Vivimos en un mundo donde la ficción ha superado la realidad, de hecho, ésta está siendo moldeada a cada instante por un guión ficticio escrito por el poder y que los medios de comunicación, afines a éste, nos transmiten dándonos una imagen distorsionada de los acontecimientos más cercana a la ficción que a lo real, pero que se da y se toma como cierta. Por ello, Dediegos, confronta su realidad ante su ficción y se pregunta: ¿qué es real y qué ficticio, cómo discernir lo uno de lo otro cuando se carece de un sentido crítico que nos puede hacer dilucidar la diferencia entre ambos?

P: Con esta novela logras algo complejo: ofreces literatura de alto nivel sin restarle al lector la posibilidad del disfrute. ¿Cuáles son los complejos que en este sentido (profundidad, ventas, placer, calidad, best Sellers, etc.) debe vencer la literatura escrita en español en el siglo XXI?

R: No creo que la literatura de alto nivel deba estar reñida con el disfrute (lectura es placer), mi opinión es que tanto la calidad como el placer deben subsistir en la literatura, en el mundo de la creación y por supuesto en la vida. La pasión con la que escribamos, leamos, o realicemos cualquier acto creativo, o vivamos, será motivo de nuestro disfrute y por tanto de la calidad de nuestra obra o de nuestra vida. ¿Se puede escribir una obra profunda y que esta sea amena? Claro, solo habrá que esforzarse y ver de qué forma se puede conseguir esto, es una fórmula perfecta si se consigue llevar a cabo. Las ventas no tienen por qué estar contendidas con la calidad de una obra, esto lo decidirán los lectores que son realmente quiénes disfrutarán o no, con un determinado libro, y también las campañas que se hagan para vender una u otra obra, sea de nivel o no, ¿por qué una novela además de entretener no puede hacer pensar? Creo que el fin de la literatura debe ser este: hacer pensar, confrontar, descubrir nuevas preguntas, e intentar ofrecer nuevas respuestas sin caer en dogmatismos. La literatura del siglo XXI, debe vencer, ante todo, la mediocridad y la majadería, y los escritores, como hace Dediegos en “Santa Compaña”, deben luchar: vencer la mediocridad, imponerse a la ramplonería, crear una literatura que, como tú dices, sea de alto nivel, nos invite a reflexionar sobre cuestiones determinadas, además que nos produzca o regale momentos de placer, la literatura como dice el escritor Ernesto Pérez Zúñiga puede salvar a los seres humanos.

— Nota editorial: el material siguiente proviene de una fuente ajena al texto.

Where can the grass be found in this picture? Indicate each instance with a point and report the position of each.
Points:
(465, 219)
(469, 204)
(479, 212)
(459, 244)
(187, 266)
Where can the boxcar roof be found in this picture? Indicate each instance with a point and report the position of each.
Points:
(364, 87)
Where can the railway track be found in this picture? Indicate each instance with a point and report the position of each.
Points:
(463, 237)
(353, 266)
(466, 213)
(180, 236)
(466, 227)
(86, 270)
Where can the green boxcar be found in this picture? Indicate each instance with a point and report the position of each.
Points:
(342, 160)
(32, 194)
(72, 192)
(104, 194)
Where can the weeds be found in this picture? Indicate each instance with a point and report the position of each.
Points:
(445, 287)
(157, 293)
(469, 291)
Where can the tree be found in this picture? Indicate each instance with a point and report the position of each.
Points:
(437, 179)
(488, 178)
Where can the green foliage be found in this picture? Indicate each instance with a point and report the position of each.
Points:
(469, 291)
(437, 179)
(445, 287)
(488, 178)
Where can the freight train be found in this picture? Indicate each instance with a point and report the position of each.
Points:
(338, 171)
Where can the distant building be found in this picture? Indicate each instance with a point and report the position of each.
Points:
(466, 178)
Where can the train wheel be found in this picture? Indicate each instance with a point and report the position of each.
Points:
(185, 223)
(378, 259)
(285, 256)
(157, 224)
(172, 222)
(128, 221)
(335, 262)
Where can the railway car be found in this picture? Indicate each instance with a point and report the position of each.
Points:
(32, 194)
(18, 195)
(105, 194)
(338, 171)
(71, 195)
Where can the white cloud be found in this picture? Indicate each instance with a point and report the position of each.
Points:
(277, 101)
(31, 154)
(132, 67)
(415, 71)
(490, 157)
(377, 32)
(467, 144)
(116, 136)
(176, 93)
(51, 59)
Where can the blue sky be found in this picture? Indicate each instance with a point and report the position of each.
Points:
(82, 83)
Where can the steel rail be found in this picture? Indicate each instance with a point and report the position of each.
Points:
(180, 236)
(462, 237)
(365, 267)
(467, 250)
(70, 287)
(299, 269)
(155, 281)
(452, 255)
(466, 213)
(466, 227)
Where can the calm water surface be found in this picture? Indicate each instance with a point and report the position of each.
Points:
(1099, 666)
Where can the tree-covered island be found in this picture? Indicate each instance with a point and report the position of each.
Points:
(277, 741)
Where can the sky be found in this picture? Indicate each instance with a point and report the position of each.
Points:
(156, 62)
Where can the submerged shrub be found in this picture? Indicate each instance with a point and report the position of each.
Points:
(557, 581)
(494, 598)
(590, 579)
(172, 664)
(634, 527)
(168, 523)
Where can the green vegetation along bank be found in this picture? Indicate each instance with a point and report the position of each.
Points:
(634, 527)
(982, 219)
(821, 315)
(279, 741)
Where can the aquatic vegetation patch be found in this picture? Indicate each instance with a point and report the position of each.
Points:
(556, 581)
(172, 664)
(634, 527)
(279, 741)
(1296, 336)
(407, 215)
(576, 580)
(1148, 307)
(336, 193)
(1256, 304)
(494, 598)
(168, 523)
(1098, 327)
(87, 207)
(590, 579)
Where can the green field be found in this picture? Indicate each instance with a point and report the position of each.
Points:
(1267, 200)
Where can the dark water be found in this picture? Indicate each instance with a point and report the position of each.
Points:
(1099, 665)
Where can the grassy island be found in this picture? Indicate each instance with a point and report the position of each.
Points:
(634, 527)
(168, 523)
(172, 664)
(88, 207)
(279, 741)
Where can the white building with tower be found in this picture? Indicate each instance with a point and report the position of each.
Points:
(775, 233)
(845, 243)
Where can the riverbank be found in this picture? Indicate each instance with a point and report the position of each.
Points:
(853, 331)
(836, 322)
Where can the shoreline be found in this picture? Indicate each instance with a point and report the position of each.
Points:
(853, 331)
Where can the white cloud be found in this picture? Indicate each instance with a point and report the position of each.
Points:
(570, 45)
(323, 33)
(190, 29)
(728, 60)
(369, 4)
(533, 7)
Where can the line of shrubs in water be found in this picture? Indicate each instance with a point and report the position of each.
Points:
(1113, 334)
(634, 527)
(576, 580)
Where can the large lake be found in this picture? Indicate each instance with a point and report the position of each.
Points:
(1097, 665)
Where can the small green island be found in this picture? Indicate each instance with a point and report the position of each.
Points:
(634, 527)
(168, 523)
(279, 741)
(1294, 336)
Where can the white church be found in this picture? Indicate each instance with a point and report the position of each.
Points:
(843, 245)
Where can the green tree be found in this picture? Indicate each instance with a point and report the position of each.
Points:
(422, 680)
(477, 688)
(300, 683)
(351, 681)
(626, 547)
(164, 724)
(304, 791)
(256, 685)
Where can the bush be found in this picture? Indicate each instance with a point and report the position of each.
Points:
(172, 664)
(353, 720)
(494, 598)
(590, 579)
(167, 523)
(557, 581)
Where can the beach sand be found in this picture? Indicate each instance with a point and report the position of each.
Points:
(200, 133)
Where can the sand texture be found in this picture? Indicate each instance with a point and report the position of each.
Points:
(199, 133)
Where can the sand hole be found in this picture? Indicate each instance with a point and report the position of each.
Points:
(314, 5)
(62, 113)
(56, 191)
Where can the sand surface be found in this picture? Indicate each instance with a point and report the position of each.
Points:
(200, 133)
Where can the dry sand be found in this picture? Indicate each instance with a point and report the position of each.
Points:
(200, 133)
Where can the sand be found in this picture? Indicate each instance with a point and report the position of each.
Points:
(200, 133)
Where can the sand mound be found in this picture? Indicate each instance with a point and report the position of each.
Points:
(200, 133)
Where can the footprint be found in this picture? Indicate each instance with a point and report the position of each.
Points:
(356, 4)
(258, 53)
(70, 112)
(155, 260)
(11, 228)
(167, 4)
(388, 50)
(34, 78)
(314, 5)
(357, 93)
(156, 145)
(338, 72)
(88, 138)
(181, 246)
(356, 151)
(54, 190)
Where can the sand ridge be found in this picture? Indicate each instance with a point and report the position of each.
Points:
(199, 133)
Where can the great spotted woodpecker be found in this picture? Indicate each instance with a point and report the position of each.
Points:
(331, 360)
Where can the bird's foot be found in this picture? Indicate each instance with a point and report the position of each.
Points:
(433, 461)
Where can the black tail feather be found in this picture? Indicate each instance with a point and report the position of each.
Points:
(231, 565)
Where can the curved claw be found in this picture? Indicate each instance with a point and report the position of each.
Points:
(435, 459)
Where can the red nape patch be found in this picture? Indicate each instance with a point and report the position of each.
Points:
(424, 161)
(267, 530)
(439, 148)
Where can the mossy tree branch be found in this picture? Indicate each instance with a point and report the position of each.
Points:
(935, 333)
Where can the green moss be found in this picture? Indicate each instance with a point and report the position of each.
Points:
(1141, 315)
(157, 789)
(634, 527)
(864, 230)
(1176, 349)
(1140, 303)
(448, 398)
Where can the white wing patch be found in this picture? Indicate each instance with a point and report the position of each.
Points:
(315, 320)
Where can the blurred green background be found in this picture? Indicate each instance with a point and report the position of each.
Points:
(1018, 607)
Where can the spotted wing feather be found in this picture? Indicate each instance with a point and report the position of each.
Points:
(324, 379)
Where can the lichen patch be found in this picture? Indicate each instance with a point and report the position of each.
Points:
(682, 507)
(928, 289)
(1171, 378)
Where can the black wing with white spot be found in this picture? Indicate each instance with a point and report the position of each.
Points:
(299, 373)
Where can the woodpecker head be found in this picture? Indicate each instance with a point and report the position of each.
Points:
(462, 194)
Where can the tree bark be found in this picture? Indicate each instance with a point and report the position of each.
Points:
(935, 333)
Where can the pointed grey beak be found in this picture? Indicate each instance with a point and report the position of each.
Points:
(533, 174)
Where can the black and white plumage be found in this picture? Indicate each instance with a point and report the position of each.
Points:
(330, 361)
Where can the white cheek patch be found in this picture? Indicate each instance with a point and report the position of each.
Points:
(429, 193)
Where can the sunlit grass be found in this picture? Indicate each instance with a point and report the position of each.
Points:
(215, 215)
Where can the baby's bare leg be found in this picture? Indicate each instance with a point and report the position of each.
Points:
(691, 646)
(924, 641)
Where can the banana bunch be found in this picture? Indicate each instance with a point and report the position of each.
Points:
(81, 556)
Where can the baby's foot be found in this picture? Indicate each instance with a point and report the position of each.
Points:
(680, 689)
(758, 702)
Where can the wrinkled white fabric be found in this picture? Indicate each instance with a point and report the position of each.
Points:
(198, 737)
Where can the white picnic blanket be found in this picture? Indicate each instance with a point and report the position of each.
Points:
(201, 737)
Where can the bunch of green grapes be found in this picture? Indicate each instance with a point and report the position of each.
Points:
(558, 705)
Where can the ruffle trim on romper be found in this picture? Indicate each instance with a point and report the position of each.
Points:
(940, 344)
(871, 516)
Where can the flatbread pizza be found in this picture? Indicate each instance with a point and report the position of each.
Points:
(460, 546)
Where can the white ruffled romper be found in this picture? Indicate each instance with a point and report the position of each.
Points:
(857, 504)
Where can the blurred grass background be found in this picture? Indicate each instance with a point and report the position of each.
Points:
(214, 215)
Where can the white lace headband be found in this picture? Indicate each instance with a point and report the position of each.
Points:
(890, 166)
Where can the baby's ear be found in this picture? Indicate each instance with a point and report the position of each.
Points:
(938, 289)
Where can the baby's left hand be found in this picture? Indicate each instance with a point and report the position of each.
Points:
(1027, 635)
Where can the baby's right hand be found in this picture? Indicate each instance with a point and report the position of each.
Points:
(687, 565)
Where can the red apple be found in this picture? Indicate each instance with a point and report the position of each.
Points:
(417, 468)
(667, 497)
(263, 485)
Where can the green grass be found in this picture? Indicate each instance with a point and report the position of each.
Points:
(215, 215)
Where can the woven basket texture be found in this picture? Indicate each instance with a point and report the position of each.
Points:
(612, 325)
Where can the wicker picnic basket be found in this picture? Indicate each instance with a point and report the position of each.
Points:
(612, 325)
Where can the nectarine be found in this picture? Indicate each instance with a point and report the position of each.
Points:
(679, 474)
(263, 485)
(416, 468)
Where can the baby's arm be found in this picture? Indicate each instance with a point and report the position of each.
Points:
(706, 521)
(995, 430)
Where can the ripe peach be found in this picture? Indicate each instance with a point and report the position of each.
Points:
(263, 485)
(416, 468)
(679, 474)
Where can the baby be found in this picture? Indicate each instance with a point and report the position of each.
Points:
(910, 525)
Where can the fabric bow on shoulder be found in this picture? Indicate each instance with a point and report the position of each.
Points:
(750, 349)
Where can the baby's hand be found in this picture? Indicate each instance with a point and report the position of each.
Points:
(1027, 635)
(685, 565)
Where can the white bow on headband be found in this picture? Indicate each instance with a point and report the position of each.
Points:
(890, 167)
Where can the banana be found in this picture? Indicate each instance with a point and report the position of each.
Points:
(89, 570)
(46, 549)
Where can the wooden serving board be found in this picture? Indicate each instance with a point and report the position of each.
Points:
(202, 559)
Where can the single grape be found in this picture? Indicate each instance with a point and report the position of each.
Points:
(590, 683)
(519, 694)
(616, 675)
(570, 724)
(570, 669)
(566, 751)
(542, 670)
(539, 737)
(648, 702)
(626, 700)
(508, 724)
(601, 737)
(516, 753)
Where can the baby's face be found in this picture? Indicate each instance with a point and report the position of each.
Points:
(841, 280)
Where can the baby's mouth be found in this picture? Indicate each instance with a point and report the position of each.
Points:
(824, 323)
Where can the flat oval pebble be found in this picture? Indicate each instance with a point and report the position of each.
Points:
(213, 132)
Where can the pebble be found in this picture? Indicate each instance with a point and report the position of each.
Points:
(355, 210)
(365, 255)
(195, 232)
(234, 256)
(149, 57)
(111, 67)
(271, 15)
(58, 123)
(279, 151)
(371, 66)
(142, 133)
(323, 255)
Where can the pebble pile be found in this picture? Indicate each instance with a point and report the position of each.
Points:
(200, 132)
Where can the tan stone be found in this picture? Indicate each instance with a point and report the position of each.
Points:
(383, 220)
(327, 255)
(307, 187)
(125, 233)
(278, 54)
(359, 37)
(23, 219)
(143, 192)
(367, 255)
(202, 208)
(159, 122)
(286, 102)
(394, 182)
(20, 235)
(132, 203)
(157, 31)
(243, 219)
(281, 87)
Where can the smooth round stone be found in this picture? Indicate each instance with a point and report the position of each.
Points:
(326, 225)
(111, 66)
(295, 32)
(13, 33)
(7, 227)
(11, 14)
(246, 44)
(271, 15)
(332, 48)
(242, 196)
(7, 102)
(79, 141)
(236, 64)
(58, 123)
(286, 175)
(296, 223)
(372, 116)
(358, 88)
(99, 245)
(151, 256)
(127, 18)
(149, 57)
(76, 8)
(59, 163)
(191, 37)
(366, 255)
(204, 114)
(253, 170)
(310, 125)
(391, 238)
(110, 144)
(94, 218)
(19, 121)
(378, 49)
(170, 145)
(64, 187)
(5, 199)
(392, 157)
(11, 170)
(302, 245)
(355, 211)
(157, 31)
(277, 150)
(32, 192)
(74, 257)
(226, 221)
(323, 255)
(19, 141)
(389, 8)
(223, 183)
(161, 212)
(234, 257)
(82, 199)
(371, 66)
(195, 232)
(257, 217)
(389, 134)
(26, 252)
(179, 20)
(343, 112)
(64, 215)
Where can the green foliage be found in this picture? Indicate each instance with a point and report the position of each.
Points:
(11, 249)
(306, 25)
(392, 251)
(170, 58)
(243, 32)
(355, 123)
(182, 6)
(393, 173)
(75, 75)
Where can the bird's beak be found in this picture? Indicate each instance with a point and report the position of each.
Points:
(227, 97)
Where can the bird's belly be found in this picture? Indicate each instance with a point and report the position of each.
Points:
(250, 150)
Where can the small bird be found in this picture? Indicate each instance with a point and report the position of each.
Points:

P: ¿Por qué la ficción sigue siendo un asunto tan poco comprendido por nuestras realidades socioculturales? (¿Qué representa la ficción para tu escritura?).

R: Porque a esa realidad sociocultural no le conviene cierta ficción, por eso la denuesta porque lo que nos aproxima a la verdad, a lo que nos hace pensar y profundizar en nosotros mismos es alejado por esa realidad sociocultural porque es peligroso para su existencia. La ficción en mi escritura es la única forma que conozco de enfrentar esas realidades socioculturales fabricadas para manipular a los individuos que la conforman.